I know that they are possibly just standard death notice vocabulary but I like seeing the “…loved, beloved and loving,” references. I hope this is how they felt about each other.
With Tina’s passing I’m assuming that the St. James Place house would have been sold and Alison would have moved on. There is no other Electoral roll listing for Alison till 1967 so again I’m unsure as to when she might have moved to this next address.

It looks like 32 Edgar Street might be the same building that Alison moved into just with a refurb on the exterior.

Figure 30: Courtesy of Google Maps
The one thing I can be certain of is that Alison had gotten closer to Jean, who is still in the Barina Road address.

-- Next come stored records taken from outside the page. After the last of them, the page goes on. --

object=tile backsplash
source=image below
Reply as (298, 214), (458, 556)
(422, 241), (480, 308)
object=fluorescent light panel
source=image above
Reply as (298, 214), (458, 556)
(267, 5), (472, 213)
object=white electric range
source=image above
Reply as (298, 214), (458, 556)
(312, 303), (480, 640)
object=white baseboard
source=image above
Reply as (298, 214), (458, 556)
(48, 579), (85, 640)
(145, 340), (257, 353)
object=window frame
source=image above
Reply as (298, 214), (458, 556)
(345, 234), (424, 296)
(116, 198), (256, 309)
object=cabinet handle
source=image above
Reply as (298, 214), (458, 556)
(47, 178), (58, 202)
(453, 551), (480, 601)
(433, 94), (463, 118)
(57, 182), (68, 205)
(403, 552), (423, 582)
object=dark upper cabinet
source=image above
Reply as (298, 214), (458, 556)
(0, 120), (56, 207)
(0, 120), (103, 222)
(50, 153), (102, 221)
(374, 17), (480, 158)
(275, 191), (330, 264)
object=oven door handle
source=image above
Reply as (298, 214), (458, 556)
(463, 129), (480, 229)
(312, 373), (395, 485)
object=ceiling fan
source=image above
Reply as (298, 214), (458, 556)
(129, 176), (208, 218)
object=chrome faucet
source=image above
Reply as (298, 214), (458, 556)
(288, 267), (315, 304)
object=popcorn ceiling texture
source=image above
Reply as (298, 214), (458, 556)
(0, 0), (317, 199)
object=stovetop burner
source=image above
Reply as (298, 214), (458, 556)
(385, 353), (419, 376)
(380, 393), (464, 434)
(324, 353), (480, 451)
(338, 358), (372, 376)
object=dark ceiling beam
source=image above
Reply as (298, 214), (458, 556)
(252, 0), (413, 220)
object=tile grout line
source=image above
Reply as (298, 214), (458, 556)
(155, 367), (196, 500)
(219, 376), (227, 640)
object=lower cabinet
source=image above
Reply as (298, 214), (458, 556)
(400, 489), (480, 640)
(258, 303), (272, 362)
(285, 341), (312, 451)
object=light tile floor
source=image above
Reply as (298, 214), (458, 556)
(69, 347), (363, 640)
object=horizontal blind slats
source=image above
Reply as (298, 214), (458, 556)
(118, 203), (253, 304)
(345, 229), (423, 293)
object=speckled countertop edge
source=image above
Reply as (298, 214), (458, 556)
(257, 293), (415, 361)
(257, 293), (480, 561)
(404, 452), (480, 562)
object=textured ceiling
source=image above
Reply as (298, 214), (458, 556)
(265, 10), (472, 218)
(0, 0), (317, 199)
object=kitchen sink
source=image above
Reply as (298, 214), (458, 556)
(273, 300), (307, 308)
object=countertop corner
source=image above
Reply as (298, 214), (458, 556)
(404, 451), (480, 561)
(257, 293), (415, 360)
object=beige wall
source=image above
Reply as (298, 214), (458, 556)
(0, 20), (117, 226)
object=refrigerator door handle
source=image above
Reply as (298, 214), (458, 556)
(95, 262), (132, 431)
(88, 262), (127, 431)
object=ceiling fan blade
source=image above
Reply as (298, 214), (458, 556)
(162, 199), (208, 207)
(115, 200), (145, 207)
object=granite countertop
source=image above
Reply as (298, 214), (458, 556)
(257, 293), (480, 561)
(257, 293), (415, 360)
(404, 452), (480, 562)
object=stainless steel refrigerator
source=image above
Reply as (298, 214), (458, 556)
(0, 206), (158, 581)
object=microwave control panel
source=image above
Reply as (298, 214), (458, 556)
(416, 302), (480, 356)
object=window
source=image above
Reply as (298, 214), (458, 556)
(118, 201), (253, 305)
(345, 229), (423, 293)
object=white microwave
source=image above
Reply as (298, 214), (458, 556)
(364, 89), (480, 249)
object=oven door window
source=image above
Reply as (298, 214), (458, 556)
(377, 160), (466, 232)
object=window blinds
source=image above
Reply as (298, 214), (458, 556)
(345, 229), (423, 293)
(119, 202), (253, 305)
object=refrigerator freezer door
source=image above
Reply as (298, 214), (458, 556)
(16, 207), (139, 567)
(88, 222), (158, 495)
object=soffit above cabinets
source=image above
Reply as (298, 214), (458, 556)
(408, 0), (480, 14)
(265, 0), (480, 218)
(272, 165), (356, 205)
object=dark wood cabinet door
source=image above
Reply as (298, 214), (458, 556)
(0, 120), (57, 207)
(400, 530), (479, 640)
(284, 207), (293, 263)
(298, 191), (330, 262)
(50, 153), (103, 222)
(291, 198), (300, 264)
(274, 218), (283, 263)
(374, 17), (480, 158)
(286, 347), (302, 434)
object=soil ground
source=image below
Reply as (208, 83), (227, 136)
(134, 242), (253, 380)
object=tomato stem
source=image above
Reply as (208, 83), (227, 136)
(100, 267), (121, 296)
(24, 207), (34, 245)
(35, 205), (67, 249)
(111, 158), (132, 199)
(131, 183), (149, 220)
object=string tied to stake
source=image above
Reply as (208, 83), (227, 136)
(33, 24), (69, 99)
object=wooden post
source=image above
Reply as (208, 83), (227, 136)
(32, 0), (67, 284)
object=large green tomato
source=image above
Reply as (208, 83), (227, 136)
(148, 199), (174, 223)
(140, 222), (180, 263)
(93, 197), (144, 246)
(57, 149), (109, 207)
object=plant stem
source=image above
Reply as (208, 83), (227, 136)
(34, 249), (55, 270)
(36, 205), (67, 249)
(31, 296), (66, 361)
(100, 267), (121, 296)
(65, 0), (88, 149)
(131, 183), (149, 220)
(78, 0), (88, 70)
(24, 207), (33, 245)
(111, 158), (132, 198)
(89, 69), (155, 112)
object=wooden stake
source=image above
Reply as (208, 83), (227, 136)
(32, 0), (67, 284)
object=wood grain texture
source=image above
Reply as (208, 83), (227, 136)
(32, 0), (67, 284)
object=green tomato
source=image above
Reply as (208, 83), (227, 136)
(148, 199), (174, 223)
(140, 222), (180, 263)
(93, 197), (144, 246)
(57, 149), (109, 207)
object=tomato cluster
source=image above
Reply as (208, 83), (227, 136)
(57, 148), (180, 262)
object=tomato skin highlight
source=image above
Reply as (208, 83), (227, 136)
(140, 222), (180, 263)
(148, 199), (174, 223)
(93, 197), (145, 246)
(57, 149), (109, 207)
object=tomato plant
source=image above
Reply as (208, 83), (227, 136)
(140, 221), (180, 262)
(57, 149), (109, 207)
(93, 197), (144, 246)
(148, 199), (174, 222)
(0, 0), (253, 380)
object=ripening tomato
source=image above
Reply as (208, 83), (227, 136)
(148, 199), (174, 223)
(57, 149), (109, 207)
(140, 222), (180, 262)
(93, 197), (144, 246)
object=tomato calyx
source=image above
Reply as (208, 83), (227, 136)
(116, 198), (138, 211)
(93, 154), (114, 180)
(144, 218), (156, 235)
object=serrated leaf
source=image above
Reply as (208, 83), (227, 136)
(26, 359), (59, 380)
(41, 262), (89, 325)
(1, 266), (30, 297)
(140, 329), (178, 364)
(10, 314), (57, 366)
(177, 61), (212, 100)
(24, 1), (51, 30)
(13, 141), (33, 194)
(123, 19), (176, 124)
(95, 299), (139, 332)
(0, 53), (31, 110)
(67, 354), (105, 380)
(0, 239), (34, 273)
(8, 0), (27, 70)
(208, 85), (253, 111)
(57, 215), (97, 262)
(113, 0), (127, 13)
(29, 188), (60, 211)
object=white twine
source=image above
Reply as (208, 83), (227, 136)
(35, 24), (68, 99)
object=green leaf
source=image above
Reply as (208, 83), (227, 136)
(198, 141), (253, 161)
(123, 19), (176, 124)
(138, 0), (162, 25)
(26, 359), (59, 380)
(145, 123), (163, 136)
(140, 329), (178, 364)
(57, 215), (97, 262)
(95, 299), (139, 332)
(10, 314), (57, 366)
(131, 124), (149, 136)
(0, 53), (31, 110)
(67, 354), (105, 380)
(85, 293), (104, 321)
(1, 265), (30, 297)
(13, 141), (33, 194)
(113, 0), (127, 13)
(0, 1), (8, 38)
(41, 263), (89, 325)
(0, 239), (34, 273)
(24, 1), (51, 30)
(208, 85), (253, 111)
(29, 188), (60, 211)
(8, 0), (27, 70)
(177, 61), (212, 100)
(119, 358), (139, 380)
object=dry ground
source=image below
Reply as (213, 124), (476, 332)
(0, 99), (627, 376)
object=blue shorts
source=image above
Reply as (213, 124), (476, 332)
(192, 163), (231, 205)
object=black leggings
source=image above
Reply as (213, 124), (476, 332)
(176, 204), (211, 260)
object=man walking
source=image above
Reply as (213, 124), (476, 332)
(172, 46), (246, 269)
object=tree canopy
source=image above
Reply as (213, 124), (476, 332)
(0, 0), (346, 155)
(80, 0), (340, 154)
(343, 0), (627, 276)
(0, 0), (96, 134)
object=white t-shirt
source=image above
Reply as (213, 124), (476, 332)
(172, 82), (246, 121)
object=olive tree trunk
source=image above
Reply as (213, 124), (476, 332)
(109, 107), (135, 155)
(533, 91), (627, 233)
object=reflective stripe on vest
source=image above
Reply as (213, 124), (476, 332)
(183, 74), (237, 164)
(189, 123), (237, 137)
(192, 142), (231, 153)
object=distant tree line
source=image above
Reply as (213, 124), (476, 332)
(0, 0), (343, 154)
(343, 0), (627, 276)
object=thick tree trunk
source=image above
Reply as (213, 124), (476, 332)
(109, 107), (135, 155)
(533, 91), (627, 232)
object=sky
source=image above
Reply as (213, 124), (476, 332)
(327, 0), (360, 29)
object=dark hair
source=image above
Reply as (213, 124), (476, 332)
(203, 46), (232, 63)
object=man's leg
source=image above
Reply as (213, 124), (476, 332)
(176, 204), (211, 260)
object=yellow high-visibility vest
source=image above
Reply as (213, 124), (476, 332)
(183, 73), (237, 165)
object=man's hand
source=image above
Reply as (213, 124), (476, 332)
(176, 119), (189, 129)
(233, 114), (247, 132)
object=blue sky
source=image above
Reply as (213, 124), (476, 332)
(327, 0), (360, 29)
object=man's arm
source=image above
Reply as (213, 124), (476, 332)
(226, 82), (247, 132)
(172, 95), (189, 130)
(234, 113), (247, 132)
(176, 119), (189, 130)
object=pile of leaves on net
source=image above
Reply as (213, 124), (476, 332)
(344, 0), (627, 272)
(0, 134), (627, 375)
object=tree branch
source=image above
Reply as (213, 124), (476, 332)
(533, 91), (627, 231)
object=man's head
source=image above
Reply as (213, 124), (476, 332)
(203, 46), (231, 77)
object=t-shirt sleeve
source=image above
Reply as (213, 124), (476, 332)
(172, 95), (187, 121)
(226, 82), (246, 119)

Then seven years later we have Alison’s final mention, her own death notice.

Alison was 85 years of age when she passed away at the Cedar Court Hospital in Glen Iris. This is the site of the hospital today pictured below.

Figure 33: Courtesy of Google Maps
It looks like it could be the original hospital building situated at 370 Burke Road, Glen Iris.
From what I can tell the Epworth Foundation acquired the hospital sometime in 2006 and it became the Rehabilitation Hospital you see above. https://www.accc.gov.au/public-registers/mergers-registers/public-informal-merger-reviews-register/epworth-foundation-proposed-acquisition-of-cedar-court-private-hospital
You might recall from Figure 6 way back at the beginning of this post that Jean was also listed as having had her ashes scattered at Springvale. Yes, Jean passed away just fourteen months after Alison on the 9th of May 1975.

You might have noticed my cousin Alec, mentioned above, in Jean’s death notice. He also has a link to the last person I want to mention from the list in Figure 6. John Walter Duke, Alec’s father and son of Jean and Wally Duke.
John passed away at the age of 84 in 2004, John’s story is not mine to tell, I will leave that to those that knew him. But what I will say is, I wished I had started this family history journey earlier, then I might have had the chance to learn more about the lives of Alison, Jean, Tina, Annie, Josiah and their families, my family.
So that is Springvale done. The other family members scattered there, mentioned in Figure 6, I will pick up in another post in the future, as I know next to nothing about them as yet.